In response to a comment by Kent Wagoner, I checked around on the web and I also contacted Janie Shelton, lead author on Shelton et al. 2014.  Here’s what I learned:
“Organophosphate” can be defined in more than one way.  On some definitions glyphosate can be included among organophosphates, but not by the toxicological definition because it has a different mode of action from other organophosphates—while it is an organophosphorous compound, it’s not an organophosphate ester but a phosphanoglycine, and therefore does not inhibit cholinesterase.  That means it does not have the same kind of neurotoxic effect as organophosphate insecticides do.

But the really important thing I found out was this.  Because it works on a mechanism different from that of most insecticides, it was not included in the study!  This doesn’t mean glyphosate is off the hook, far from it—as I suggested in my answer to Kent’s comment, there’s more than one way in which autism might be induced, and Dr. Shelton herself wrote me that “due to the widespread use of glyphosate I encourage research on the impacts of early life exposure”.  Rather than any neurotoxic effect, it seems likely that glyphosate might adversely impact gastrointestinal fauna, and for a likely connection between that and autism see   Adams, J.B., Johansen, L.J., Powell, L.D., Quig, D. and Rubin, R.A. (2011) Gastrointestinal Flora and Gastrointestinal Status in Children with Autism―Comparisons to Typical Children and Correlation with Autism Severity. BMC Gastroenterology, 11. http://dx.doi.org/10.1186/1471-230X-11-22.  Keep watching this blog, I’ll get back to this.

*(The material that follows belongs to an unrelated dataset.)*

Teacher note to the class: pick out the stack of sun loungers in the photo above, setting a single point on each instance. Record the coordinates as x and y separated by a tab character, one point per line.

On an unrelated matter, my banning from GLP continues to rebound against the banners.  More and more readers who want answers to some of the issues I’ve raised are coming to this site.  Thanks, GLP.  I appreciate your service.  And in response to one GLP reader who wondered whether my blocking might be “a technical issue”, maybe you should consider explaining the real reason to your readers.